🤖 AI Summary
This work addresses the lack of effective evaluation methods for large language models (LLMs) in reasoning over massive, partially observable graphs. To this end, we introduce EstGraph, a benchmark dataset designed for real-world-scale graphs, along with four global graph property estimation tasks. We innovatively combine random walk sampling with prompt engineering to construct informative inputs under strict context length constraints, enabling LLMs to infer global graph properties from limited local observations. Experimental results demonstrate that our approach significantly enhances LLMs’ graph reasoning capabilities across multiple million-node graphs, effectively overcoming the limitations imposed by finite context windows and establishing a new paradigm for evaluating LLMs on large-scale graph-structured data.
📝 Abstract
With the rapidly improving reasoning abilities of Large Language Models (LLMs), there is also a rising demand to use them in a wide variety of domains. This brings about the need to carefully evaluate the limits of the capabilities of these models with various tests and benchmarks. Graph structures are ubiquitous in real-world data, and are often used to represent and analyze relationship patterns within data.

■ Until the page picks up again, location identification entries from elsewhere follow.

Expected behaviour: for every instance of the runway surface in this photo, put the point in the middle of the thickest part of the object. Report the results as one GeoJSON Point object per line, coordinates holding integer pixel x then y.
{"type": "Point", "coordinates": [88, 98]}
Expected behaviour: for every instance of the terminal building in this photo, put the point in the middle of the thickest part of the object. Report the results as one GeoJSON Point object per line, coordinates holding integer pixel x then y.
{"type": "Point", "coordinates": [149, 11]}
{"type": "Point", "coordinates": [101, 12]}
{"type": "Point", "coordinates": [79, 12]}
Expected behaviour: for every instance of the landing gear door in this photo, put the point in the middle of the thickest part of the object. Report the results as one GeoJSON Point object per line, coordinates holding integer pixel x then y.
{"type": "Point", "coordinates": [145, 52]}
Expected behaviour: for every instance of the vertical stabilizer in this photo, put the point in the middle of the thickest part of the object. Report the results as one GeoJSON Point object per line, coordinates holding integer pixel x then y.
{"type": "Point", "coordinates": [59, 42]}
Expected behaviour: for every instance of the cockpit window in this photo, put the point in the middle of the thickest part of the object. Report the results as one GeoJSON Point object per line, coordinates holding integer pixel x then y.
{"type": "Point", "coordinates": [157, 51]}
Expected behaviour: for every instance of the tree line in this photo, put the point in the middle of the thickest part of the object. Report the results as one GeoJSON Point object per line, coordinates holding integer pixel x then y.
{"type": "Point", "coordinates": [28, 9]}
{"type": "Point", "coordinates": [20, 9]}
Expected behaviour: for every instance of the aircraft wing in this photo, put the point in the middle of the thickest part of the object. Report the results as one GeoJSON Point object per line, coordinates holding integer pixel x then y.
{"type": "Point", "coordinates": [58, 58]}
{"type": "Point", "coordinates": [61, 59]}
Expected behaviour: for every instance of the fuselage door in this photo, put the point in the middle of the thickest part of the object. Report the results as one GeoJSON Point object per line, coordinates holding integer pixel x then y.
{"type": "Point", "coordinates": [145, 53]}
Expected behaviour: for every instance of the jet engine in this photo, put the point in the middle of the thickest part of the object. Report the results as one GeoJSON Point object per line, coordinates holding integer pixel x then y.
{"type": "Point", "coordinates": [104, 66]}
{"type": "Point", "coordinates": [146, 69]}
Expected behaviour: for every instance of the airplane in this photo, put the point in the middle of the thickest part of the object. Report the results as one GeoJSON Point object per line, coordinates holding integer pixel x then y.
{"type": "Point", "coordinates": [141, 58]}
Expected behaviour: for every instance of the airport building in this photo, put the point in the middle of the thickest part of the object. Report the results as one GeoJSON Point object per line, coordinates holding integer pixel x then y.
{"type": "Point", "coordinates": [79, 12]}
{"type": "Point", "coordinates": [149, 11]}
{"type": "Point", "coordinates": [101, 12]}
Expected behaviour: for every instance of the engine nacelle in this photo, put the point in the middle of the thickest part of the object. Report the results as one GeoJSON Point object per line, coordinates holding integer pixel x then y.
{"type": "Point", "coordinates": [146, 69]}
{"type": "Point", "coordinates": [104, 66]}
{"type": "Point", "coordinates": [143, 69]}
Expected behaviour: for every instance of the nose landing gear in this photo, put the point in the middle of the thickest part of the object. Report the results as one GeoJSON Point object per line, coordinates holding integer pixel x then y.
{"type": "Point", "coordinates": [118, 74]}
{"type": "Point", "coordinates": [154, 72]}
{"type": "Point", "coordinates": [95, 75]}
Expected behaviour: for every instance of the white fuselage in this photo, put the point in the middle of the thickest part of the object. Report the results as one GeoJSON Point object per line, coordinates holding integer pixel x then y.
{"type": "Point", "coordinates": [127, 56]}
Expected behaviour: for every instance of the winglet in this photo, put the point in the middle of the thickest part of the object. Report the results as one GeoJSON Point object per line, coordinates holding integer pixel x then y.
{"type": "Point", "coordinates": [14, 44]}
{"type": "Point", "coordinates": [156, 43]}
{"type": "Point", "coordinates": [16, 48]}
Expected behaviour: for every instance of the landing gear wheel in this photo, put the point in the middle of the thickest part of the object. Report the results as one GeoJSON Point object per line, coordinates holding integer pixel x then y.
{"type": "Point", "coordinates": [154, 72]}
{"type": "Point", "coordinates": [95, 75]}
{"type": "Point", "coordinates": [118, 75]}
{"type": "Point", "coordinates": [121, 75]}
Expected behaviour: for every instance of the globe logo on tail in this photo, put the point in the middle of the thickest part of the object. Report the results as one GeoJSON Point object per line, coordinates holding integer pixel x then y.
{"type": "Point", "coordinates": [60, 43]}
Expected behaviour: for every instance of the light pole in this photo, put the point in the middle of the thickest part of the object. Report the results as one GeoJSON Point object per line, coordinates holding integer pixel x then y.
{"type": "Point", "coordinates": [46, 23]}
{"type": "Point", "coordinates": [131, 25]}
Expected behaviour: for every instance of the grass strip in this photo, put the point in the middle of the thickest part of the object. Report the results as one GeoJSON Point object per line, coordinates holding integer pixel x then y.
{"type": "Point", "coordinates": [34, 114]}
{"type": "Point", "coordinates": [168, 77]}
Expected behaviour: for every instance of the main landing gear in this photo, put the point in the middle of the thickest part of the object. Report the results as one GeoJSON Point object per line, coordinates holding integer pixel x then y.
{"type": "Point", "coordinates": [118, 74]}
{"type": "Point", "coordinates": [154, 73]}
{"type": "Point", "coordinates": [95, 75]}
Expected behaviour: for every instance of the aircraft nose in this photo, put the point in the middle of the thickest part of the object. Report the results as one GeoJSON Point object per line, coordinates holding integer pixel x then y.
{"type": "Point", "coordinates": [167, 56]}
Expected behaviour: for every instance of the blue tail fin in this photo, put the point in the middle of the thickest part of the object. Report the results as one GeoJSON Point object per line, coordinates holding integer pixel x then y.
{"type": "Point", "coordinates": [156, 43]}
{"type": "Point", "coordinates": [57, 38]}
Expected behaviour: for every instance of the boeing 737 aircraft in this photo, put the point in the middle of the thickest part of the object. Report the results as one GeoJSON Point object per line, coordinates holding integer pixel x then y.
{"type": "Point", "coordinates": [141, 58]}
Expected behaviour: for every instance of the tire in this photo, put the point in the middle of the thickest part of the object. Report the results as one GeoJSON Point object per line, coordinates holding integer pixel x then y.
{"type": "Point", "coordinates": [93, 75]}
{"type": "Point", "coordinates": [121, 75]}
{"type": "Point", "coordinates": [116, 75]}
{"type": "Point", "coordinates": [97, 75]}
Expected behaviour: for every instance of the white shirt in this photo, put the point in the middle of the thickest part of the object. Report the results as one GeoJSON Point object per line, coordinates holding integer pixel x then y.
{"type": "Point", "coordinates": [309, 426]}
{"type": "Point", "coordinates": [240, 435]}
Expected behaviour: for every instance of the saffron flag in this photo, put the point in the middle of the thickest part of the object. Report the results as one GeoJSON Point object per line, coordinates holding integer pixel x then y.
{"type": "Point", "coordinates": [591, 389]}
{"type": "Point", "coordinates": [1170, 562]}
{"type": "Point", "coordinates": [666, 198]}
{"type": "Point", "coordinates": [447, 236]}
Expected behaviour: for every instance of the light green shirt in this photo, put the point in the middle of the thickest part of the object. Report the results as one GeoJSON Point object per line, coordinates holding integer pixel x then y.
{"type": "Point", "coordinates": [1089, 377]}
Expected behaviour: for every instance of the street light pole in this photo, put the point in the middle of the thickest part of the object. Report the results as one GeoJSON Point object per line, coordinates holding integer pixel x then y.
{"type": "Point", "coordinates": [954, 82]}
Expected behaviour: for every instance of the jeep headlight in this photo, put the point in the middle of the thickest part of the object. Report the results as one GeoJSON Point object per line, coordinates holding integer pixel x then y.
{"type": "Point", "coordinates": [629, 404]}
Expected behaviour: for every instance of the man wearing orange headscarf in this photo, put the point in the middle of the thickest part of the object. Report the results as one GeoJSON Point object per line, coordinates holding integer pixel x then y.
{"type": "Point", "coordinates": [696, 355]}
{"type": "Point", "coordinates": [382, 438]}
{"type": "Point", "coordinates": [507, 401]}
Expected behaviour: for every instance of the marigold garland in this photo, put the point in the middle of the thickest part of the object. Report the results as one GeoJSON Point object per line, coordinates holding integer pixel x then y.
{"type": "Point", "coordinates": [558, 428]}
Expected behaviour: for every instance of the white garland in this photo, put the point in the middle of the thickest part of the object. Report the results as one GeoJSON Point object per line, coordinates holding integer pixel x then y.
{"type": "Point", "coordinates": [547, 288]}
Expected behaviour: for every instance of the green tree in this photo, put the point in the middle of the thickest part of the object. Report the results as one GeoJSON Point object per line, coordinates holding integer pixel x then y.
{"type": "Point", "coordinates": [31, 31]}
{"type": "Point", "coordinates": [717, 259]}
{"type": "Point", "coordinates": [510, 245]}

Many benchmarks have already been proposed in the graph literature to test the reasoning ability of LLMs to follow and execute graph algorithms. However, due to the limited context length of LLMs, these benchmarks consist of very small graphs. In real-world data, the size of graphs can be significantly larger, and in many cases, not fully accessible. In this paper, we examine a class of problems that arises with very large graphs having limited accessibility. We propose a large graph benchmark dataset, EstGraph, and introduce four distinct tasks designed to estimate large graph properties. We evaluate the reasoning abilities of LLMs on these tasks using a wide variety of graph datasets. In addition, we provide task-specific prompt constructions based on random walk sampling of large graphs (up to millions of nodes) that effectively convey sufficient information to LLMs within the limits of context length.